Part 1- Deploy Synapse Apache Spark Pool and install PyPI packages

Azure Synapse Analytics provides powerful Apache Spark pools for big data processing and machine learning workloads. While creating these resources manually through the Azure portal is straightforward, infrastructure as code (IaC) approaches like Bicep provide significant benefits for repeatability, version control, and automation.

🚀 In this post, I’ll walk through how to use Bicep to deploy a Spark pool to an existing Synapse workspace and manage its Python packages.

Prerequisites

Before we begin, make sure you have:

  • An Azure subscription.
  • An existing Azure Synapse Analytics workspace.
  • Azure CLI installed with the latest version.
  • Basic familiarity with Bicep templates.

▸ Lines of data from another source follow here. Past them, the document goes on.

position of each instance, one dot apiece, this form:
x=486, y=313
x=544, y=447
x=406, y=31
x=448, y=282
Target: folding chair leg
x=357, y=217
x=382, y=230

Synapse Spark Pools Package Management

Spark pools in Azure Synapse provide a serverless Spark environment for big data processing. Some key points to understand:

  • Spark pools are billed based on vCore-hours used.
  • You need package from public registry which is not available on Azure Synapse Runtime for Apache Spark default packages.
  • They support various node sizes and auto-scaling configurations.
  • Custom libraries can be installed at the pool level or session level. The change of session-level libraries isn’t persisted between sessions.
  • Library management is crucial for maintaining consistency across environments

Libraries provide reusable code that you might want to include in your programs or projects for Apache Spark in Azure Synapse Analytics (Azure Synapse Spark).

You might need to update your serverless Apache Spark pool environment for various reasons. For example, you might find that:

  • One of your core dependencies released a new version.
  • You need an extra package for training your machine learning model or preparing your data.
  • A better package is available, and you no longer need the older package.
  • Your team has built a custom Python .whl package that you need available in your Apache Spark pool.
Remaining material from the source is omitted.